The Sacred Way
This kind of ceremonial avenue, lined not just with trees but with fine sculptures, is generally found leading into any important sanctuary from the nearest town or point of disembarkation: it was a way of preparing the visitor mentally and spiritually for arrival at the altar and temple. The fine stone-paved surface, gently curved for drainage, and bordered by two raised pavements, dates from the Roman era—a period during which the areas to either side were developed with shops and houses, whose foundations can be seen, especially on the south side. Further east, later Byzantine and mediaeval buildings, have encroached right over the side-walks and narrowed the avenue substantially.
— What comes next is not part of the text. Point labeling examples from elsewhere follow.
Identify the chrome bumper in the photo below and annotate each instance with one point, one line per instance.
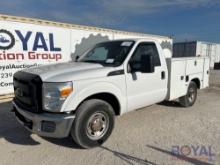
(45, 124)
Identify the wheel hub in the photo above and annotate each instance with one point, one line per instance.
(97, 126)
(191, 94)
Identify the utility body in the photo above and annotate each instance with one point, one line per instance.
(82, 98)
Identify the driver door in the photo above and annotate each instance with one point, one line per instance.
(145, 89)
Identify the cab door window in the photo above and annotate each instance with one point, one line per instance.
(145, 49)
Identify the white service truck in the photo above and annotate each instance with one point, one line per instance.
(82, 98)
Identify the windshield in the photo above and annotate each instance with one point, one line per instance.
(108, 53)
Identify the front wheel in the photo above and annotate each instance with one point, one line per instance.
(190, 98)
(93, 124)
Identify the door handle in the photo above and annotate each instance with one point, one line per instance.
(163, 75)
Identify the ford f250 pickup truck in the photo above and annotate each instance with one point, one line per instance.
(82, 98)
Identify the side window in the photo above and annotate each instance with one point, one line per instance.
(98, 54)
(144, 49)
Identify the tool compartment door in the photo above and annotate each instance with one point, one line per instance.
(177, 83)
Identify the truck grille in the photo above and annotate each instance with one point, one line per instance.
(28, 91)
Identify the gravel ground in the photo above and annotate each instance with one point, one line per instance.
(145, 136)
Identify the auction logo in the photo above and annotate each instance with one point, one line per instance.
(7, 40)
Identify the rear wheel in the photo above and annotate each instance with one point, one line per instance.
(190, 98)
(93, 124)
The marble blocks bearing inscriptions continue all the way down; but soon the regular lettering of the Classical inscriptions begins to give way to a later, serifed script of Byzantine inscriptions, carved into the surface of earlier ancient stone pieces. The uncovered stretch of the Sacred Way ends abruptly at the limit of the archaeological site; but its course continues for a further six kilometers following the line of the ancient shore line, north and east toward the city and port of Ancient Samos —today’s Pythagoreio. Archaeological investigation is uncovering an archaic gateway here, which led in through the eastern boundary-wall of the sanctuary.
Samos Island is part of the Northern Aegean Island Group, Greece.